RFC-0001: Declarative fleet topology (fleet.nix)
Status. Accepted.
Scope. Schema and evaluation contract for the fleet flake output. Does not cover reconciliation semantics (RFC-0002) or activation (RFC-0003).
1. Motivation
Every seam in nixfleet today routes around a missing object: “the fleet as declared”. The control plane has desired state in SQLite; the CLI has flags; the operator has intent in their head. None of these are git-tracked, reviewable, or composable. Before any of the downstream spine work can land, we need one thing: a pure, evaluable Nix value representing the fleet. Everything downstream consumes it.
Design goals, in order:
- Pure.
nix eval .#fleetreturns the full value with no IO, no network, no control-plane call. - Self-contained. No cross-referencing outside the flake - hosts, tags, policies all resolved at eval time.
- Typed. Module system with option types; misuse fails at
nix flake check. - Composable. A
fleetis a value; multiple flakes can merge fleets (for org-wide super-fleets). - Minimal. Schema covers what’s needed for RFC-0002 / RFC-0003 / RFC-0004; resists feature creep.
2. Schema
# flake.nix
outputs = { self, nixpkgs, nixfleet, ... }: {
fleet = nixfleet.lib.mkFleet {
# ------------------------------------------------------------
# 2.1 Hosts - the atomic unit.
# ------------------------------------------------------------
hosts.attic-01 = {
system = "x86_64-linux";
configuration = self.nixosConfigurations.attic-01;
tags = [ "homelab" "always-on" "eu-fr" "server" ];
channel = "stable";
};
hosts.rpi-sensor-01 = {
system = "aarch64-linux";
configuration = self.nixosConfigurations.rpi-sensor-01;
tags = [ "edge" "eu-fr" ];
channel = "edge-slow";
};
# ------------------------------------------------------------
# 2.2 Tags - logical groupings, purely descriptive.
# Tags have no hierarchy; use as many as needed per host.

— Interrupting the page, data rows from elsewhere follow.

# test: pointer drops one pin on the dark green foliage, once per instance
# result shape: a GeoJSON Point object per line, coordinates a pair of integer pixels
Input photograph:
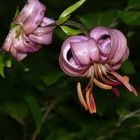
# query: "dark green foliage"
{"type": "Point", "coordinates": [37, 98]}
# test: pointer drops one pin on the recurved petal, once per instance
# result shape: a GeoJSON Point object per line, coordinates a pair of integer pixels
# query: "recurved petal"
{"type": "Point", "coordinates": [86, 51]}
{"type": "Point", "coordinates": [35, 19]}
{"type": "Point", "coordinates": [46, 21]}
{"type": "Point", "coordinates": [18, 55]}
{"type": "Point", "coordinates": [27, 10]}
{"type": "Point", "coordinates": [99, 32]}
{"type": "Point", "coordinates": [8, 41]}
{"type": "Point", "coordinates": [71, 68]}
{"type": "Point", "coordinates": [119, 44]}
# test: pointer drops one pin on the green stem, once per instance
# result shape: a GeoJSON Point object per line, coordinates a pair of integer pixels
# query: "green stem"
{"type": "Point", "coordinates": [77, 25]}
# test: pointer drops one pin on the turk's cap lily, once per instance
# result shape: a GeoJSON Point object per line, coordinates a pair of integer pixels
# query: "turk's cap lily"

# ------------------------------------------------------------
tags = {
homelab.description = "Manuel's personal fleet.";
"always-on".description = "Expected to be reachable 24/7.";
"eu-fr".description = "Hosted in France; ANSSI policies apply.";
};
# ------------------------------------------------------------
# 2.3 Channels - release trains.
# Pinned to a git ref at reconcile time (see RFC-0003).
# ------------------------------------------------------------
channels.stable = {
description = "Main production channel.";
rolloutPolicy = "canary-conservative";
signingIntervalMinutes = 60; # default; listed for clarity
freshnessWindow = 1440; # 24h in minutes; REQUIRED, no default
# - invariant: ≥ 2 × signingIntervalMinutes
compliance = {
mode = "enforce"; # per-channel default for evidence probes;
# per-probe mode (RFC-0007 §3.3) overrides
frameworks = [ "anssi-bp028" ];
};
};
channels.edge-slow = {
description = "Battery-powered edge nodes; weekly reconcile.";
rolloutPolicy = "all-at-once";
reconcileIntervalMinutes = 10080; # 7 days in minutes
signingIntervalMinutes = 60;
freshnessWindow = 20160; # 2 weeks in minutes
};
# ------------------------------------------------------------
# 2.4 Rollout policies - named, reusable.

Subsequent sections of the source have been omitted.